BEIJING (Reuters) - China imported no iron ore, lead or coal from North Korea in October as new sanctions against the isolated nation came into force, while the world’s second-largest economy did not export any diesel, gasoline or corn to the country, data showed on Friday.
The data represents the first whole month since the latest United Nations penalties came into force on Sept. 5, banning Pyongyang from selling coal, iron ore, lead, lead ore and seafood abroad.
It follows numbers on Thursday showing China’s total trade with North Korea fell to its lowest since February as imports sank to their lowest in years due in large part to the U.N. curbs.
The two sets of data highlight the impact of those sanctions as well as the scale of the drop in business between the two countries amid growing pressure from the United States to do more to rein in North Korea’s missile and nuclear programs.
Friday’s numbers from the General Administration of Customs will underscore Beijing’s repeated stance that it is rigorously enforcing U.N. resolutions that are aimed at slashing the North Korea’s $3 billion annual export revenue by one-third.
Trade has steadily slowed this year, particularly since China banned purchases of coal, the North Korea’s biggest export, in February, and China National Petroleum Corp (CNPC) [CNPET.UL] suspended diesel and gasoline sales to North Korea in June over concerns it will not get paid.
Last year, China, one of Pyongyang’s chief trading partners, bought 22.5 million tonnes of coal from North Korea worth almost $2 billion. It supplied $120 million worth of fuel used for farming and transportation and by the military.

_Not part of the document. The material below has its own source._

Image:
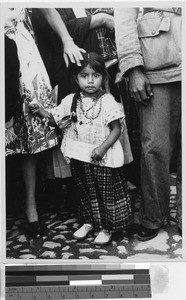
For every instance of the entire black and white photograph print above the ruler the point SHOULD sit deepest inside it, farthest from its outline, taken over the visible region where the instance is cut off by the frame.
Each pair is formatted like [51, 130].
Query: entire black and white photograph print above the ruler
[93, 142]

There have only been a handful of months when China has not sent any gasoline or diesel to North Korea in recent years, Reuters records show.
A source familiar with China’s North Korean oil supplies said the disappearance of fuel would become “normal” as the sales suspension bites.
“I expect to see more zeros in the coming months,” he said.
Over the past two years, there have been months when Chinese corn exports to North Korea have dropped to zero, although before that China was supplying hundreds or thousands of tonnes of the grain.